Most contracts define traffic as the averaged rate across the
interface, they
dont look into what that traffic is and whether anyone requested
it. In this
sense the comparisons between internet traffic and toll phone
calls breaks down,
its also the basis for an argument on settlement free bilateral peering ;p

        Suppose, for example, my provider's network management scheme pings my end
of the link every once in a while to see if the link is up. Suppose further
this ping made a dent in my bill, so the provider decides to ping more
often, say five times a second with large packets to be *sure* the link is
reliable. Do you seriously think it's reasonable for me to pay for this
traffic?

    And for those people entering into contracts, make sure the
contract is
clear about what happens with DoS attacks and where the
billable traffic is
measured.

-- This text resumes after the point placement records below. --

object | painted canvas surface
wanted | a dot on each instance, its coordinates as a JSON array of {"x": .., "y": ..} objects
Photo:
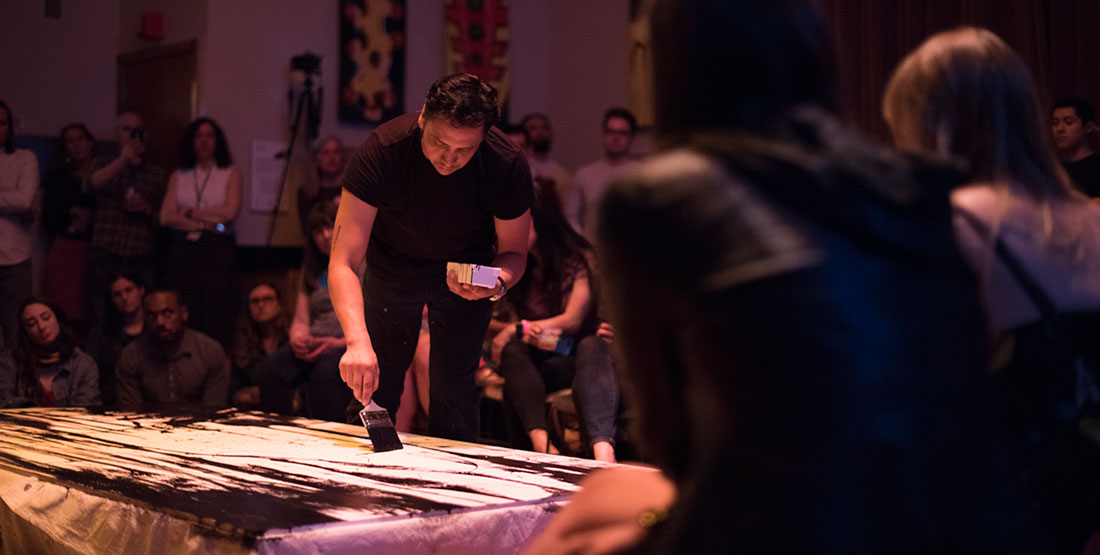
[{"x": 246, "y": 474}]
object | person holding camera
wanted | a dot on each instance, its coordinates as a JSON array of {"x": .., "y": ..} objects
[{"x": 128, "y": 190}]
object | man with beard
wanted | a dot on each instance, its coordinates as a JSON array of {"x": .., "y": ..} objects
[
  {"x": 172, "y": 365},
  {"x": 550, "y": 177},
  {"x": 1071, "y": 122}
]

Otherwise you might be pretty surprised if you get a bill for
250Mbps of traffic when you contracted for a 45Mbps circuit.

Indeed, but most contracts are either 95 percentile or another kind of
smoothed average.. if however it specifies for example you are
charged on the
peak 5 minute average in the month you could be in trouble!

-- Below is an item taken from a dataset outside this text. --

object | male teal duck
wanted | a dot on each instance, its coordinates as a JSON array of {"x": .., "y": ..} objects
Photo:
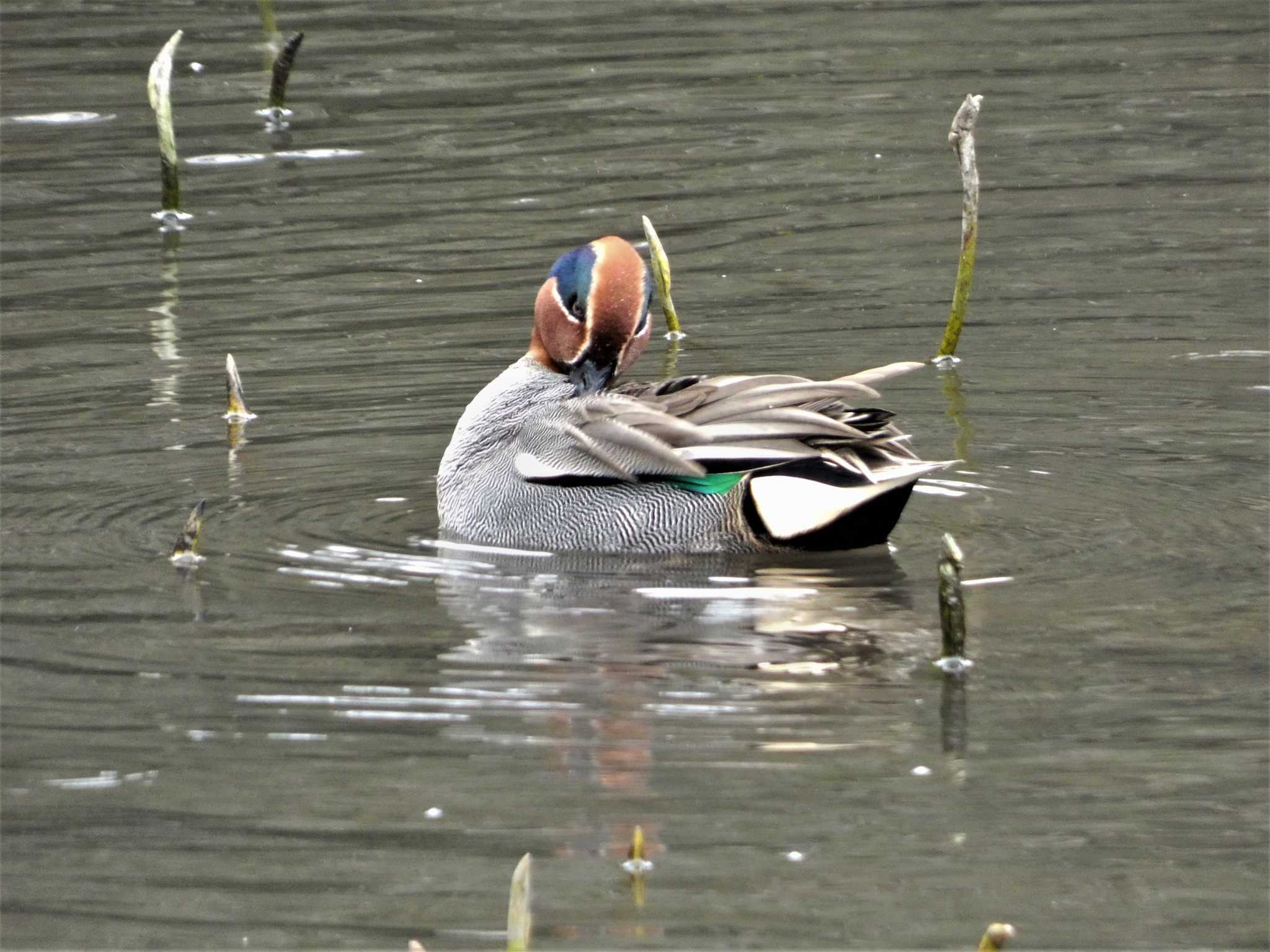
[{"x": 553, "y": 456}]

        There is no limit to how long a DoS attack can last. And your provider has
no incentive to trace/filter if he gets a major profit if he can just make
that attack last a few more hours.

        Even with 95 percentile billing, seven hours of 100Mbps can push your 95%
from 5Mbps up to 12Mbps very easily. Heck, stalling from 6PM when the attack
starts until 10AM the next morning could make them a bundle.

    For those dealing with contracts already in place, if your
provider argues
that you are responsible for all attack traffic no matter what,
ask them if
that means you could possibly get billed for 1Gbps of traffic
even though
you only bought a T1.

Presumably as the measurement is on the rate across the interface
this couldnt
happen..

        If the contract isn't explicit, it costs the provider just as much to drop
the traffic at the interface as it does to send it over the interface. So
the 'we have to pay for it' argument is not limited to the interface rate.

        By definition, anything two parties agree to with full knowledge is fair to
both of them. How DoS attacks are handled should be part of the negotiation
of any ISP/customer agreement. However, for many of the contracts I've seen
the contract was silent and ambiguous.

        For a 95 percentile agreement, it's reasonable for the customer to take
responsibility for DoS traffic until he makes a request to the provider's
NOC. It's also reasonable for the provider to charge a fixed 'incident fee'
for each attack that requires NOC and network resources. It is not
reasonable for the incentive structure to reward the NOC for doing nothing
and penalize them for any attempt to help.